Trying to understand the physics of our universe, its structure and history is also an attempt to understand ourselves. I think, at some gut level, I understood that as a kid.

I poured myself into learning about our solar system and galaxy. My parents’ Windows PC had Encarta installed, and I was enthralled. I spent countless hours reading everything I could find within Encarta (which, at the time, felt like a truly magical fount of knowledge) about Mercury, Venus, Mars, Jupiter, Saturn, Uranus, Neptune and Pluto. And when I exhausted that source, I asked for books about space, and I obsessed over them. They were windows into these incredible places, and I couldn’t believe that we were a part of such a wondrous universe.

Through elementary school, my love for space continued to blossom. Then, NASA were my heroes. To my eyes, they were the people designing and launching missions across our solar system so we could understand even more about it. Many of the photos of Jupiter, Saturn, Uranus, and Neptune that I was so enraptured by were taken by spacecraft designed, built and launched by people at NASA. They were the people who had risked their lives to leave Earth and go to the Moon, to do something that most people up until just decades prior couldn’t even imagine as being possible. And they were the people who were exploring Mars with a little robotic rover called Sojourner that very moment.

They were my heroes because they were the people pushing us to explore our solar system, to learn what was out there and what came before us. I felt like I was at living during a momentous time in the history of humanity, and that I would live to see advances as incredible as 1969′s Moon landing. There wasn’t a doubt in my mind.

That year, in 1997, I was nine years old. It’s been seventeen years.

Since then, we have indeed made great advances. In that time, we’ve sent three separate rovers to Mars, and we discovered that Mars certainly had liquid water on its surface long ago in its history. We landed a probe on the surface of Saturn’s moon Titan, which sent back these photos. We’ve discovered that our galaxy is teeming with solar systems.

All truly great things. But we are no closer today to landing humans on Mars than we were in 1997. In fact, we are no closer to putting humans back on the Moon today than we were in 1997.

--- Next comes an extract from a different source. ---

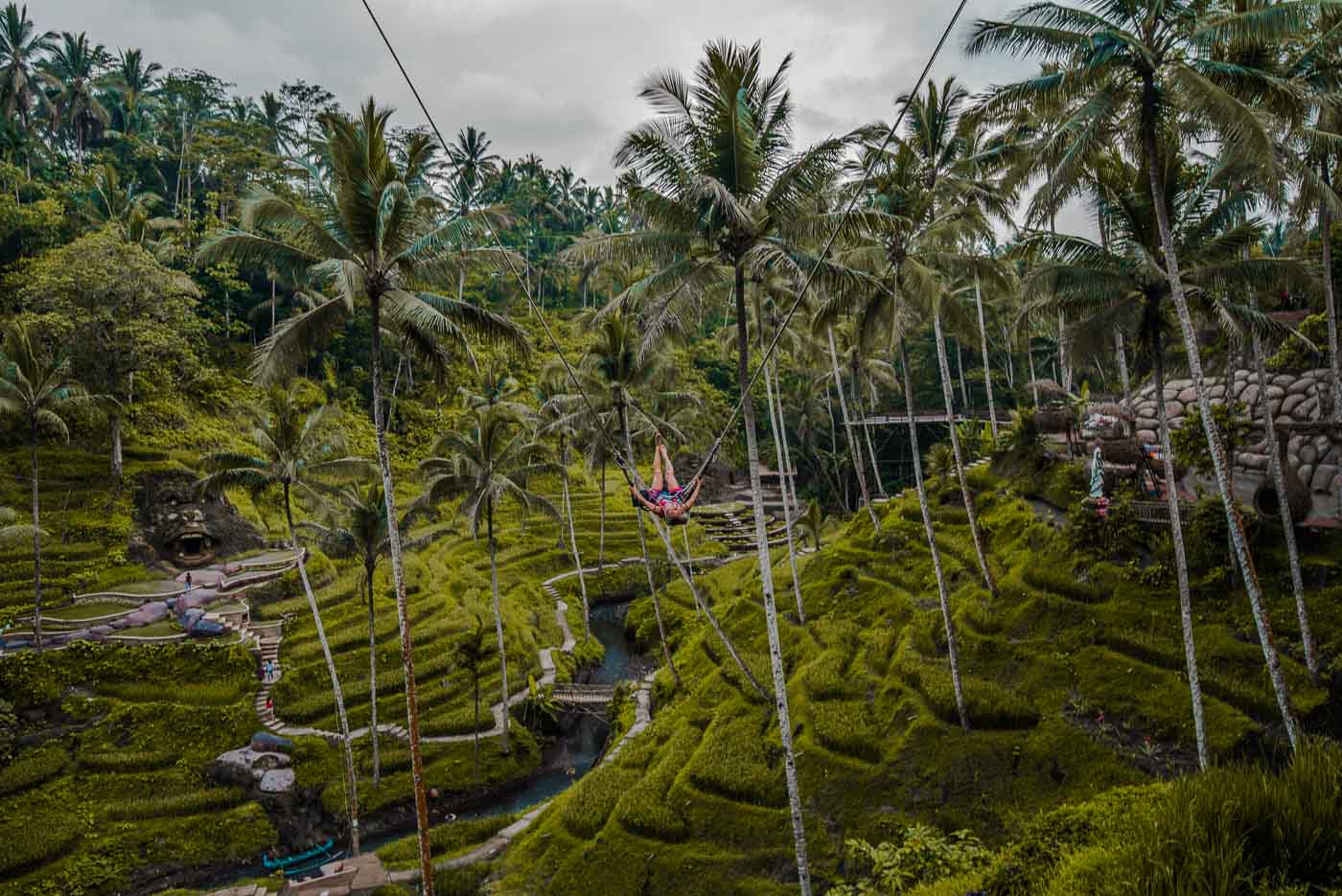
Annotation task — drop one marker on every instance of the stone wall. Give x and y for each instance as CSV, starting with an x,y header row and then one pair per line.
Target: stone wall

Some people would argue that’s nothing to be sad about, because there isn’t anything to be gained by sending humans to Mars, or anywhere else. Sending humans outside Earth is incredibly expensive and offers us nothing that can’t be gained through robotic exploration.

Humanity has many urges, but our grandest and noblest is our constant curiosity. Through our history as a species, we have wondered what is over that hill, over that ridge, beyond the horizon, and when we sat around our fires, what are the lights we see in the sky. Throughout, someone has wondered, and because they wondered, they wandered beyond the border that marks where our knowledge of the world ends, and they wandered into the unknown. We never crossed mountains, deserts, plains, continents and oceans because we did a return-on-investment analysis and decided there were economic benefits beyond the cost to doing so. We did so because we had to in order to survive, and we did so because we had to know what was there. We were curious, so we stepped out of what we knew into certain danger.

And yet that tendency of ours to risk everything to learn what is beyond everything we know is also integral to all of the progress we have made as a species. While working on rockets capable of leaving Earth’s atmosphere, it would hardly be obvious what that would allow us to do. Would someone then have known that rocketry would allow us to place satellites into orbit which would allow worldwide communication, weather prediction and the ability to locate yourself to within a few feet anywhere on Earth? Economic benefits that result from progress are hardly ever obvious beforehand.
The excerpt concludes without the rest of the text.